At the end of the pandemic I think we’ll each have two numbers that we each identify with. I’m a one and seventy-three. I know one person who died (thank God it’s not higher) and day 73 is about the time I started cracking.

After being furloughed, intense days with two children under three, snow and heat, intense remote work back with the Police Department (with said children at home), and social isolation - all these things were hard, but they didn’t bother me that much. What finally got me were the faraway hugs.

Our older son, Bo, has been talking about going to his grandparents’ house “after the virus is gone” for weeks. We finally saw my mom a few days ago and Robyn’s parents and brother tonight. And Bo knew that he had to maintain a safe distance, but that it was okay to give “faraway hugs” where he squeezes his arms across his chest, leaning forward and smiling.
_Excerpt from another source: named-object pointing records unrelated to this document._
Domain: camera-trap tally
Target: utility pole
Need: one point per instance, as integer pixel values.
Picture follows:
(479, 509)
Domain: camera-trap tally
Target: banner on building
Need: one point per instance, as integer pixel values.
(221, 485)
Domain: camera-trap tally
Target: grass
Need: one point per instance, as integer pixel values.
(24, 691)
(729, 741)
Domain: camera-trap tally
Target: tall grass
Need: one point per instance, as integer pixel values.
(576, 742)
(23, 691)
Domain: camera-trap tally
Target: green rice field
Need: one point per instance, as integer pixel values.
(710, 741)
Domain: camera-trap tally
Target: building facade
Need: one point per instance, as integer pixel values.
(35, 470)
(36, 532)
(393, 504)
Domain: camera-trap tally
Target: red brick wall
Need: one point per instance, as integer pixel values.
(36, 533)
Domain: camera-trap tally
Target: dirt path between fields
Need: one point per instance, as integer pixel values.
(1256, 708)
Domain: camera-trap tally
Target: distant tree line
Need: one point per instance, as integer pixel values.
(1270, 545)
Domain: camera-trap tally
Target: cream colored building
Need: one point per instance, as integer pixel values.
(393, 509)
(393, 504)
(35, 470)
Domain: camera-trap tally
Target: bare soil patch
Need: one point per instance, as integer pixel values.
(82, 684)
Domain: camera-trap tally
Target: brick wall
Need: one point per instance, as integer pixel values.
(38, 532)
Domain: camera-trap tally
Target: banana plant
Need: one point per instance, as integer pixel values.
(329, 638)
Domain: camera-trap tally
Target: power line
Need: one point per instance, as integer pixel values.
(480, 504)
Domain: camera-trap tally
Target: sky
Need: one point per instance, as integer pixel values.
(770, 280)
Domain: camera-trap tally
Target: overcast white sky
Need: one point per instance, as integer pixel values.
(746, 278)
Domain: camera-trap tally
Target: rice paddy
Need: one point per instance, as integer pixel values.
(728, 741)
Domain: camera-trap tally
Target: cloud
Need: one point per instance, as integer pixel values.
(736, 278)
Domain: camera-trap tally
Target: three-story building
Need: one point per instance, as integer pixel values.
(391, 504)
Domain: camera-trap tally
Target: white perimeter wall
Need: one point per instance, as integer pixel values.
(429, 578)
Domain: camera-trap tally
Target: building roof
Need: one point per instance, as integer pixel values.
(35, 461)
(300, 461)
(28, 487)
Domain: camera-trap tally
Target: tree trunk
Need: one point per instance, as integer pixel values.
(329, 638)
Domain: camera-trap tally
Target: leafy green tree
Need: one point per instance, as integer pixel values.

Seeing Bo have to give his grandparents hugs from a distance snapped something in me. After 10 weeks of unprecedented struggle, that’s what broke me down.

The boys (Bo, Myles, Riley) and I went on a long walk today. And I turned to Bo and told me that I didn’t know what to do - about my job, about my stress, about all this.

“What should I do, bud?”, I said sincerely, urgently.

I didn’t hear what he said the first time. And then he clarified, with emphasis, from his stroller, clutching his water bottle:

“You should PRAY, papa.”

And that’s when I started to feel like I was coming back together again.